JP2012058573A - Micro electromechanical part mirror driving method, driving circuit, and laser scanning type projector - Google Patents

Abstract

PROBLEM TO BE SOLVED: To provide a driving method in which an amplitude change, frequency change and phase change of vibration motion of a MEMS (Microelectromechanical System) due to a disturbance such as vibration are stabilized in a short period, when using a MEMS mirror using resonance is used in a resonance mode.SOLUTION: A driving circuit includes means 31 for driving a MEMS mirror 32, means for monitoring the operation state of the MEMS mirror 32 which is operated by the driving means 31, and control means which gives a perturbation to the MEMS driving waveform. Consequently the operation state is stabilized in a short period.

Description

  The present invention relates to a projector that draws a screen by deflecting laser light using a deflection element that operates by resonance.

  A projector that scans the screen two-dimensionally by using a small and highly efficient laser as a light source, deflecting the laser beam with a mirror, and changing the angle of the mirror is drawing attention in terms of small size and power saving. ing. It is also conceivable to use deflection by an electro-optic crystal. The deflection element needs to operate at a high frequency, and it is advantageous to use resonance in order to operate with low power.

  As an example, when a micro electro mechanical system mirror (MEMS mirror) is used, an operating frequency of, for example, 15 kHz to 30 kHz in the horizontal direction and 60 Hz in the vertical direction is required.

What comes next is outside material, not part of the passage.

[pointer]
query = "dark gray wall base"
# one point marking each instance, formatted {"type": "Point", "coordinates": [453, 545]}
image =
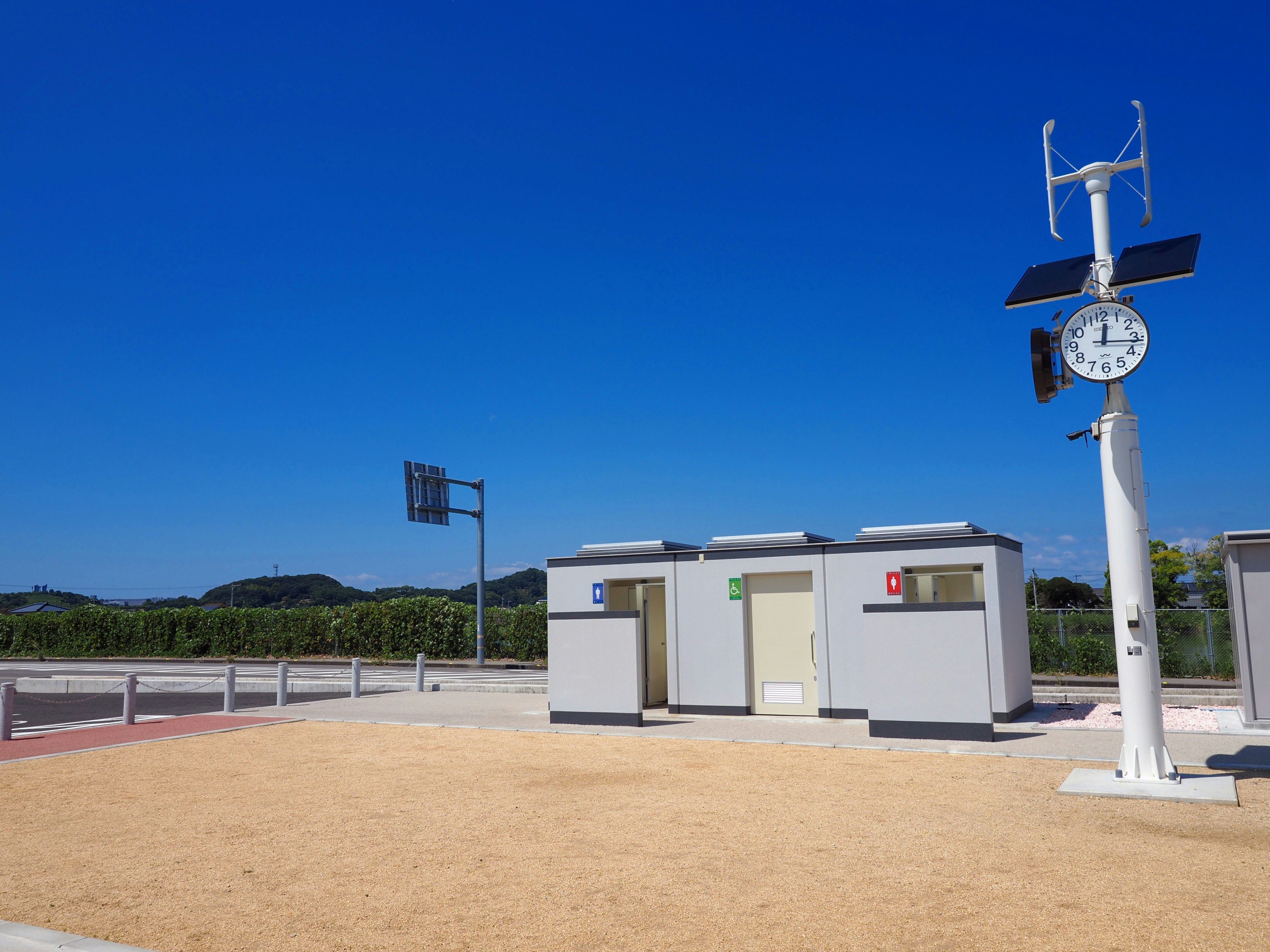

By operating the MEMS mirror in the resonance mode, further lower power consumption can be realized.

  For example, Patent Document 1 discloses a MEMS mirror technique, and Patent Document 2 discloses a projector using a MEMS mirror.

JP 2003-84226 A JP 2008-151887 A

  When used in the resonance mode, a change in the amplitude, frequency, and phase of the vibrational motion of the MEMS occurs due to disturbances such as vibration, resulting in a change in display screen size and an image shift.

  The present invention includes means for driving the MEMS, means for monitoring the operating state of the MEMS in operation by the driving means, and control means for perturbing the MEMS driving waveform in accordance with the change in the state. It is possible to stabilize the operating state in a short time.

  The MEMS mirror driving method of the present invention has means for detecting the MEMS operation cycle, has means for averaging and maintaining the MEMS operation cycle in a stable operation state, and a sudden change in the MEMS operation cycle due to disturbance is observed. In this case, the MEMS operation and the drive waveform are forcibly synchronized by applying a correction pulse having the same period as the MEMS operation period due to the disturbance as the forced synchronization mode.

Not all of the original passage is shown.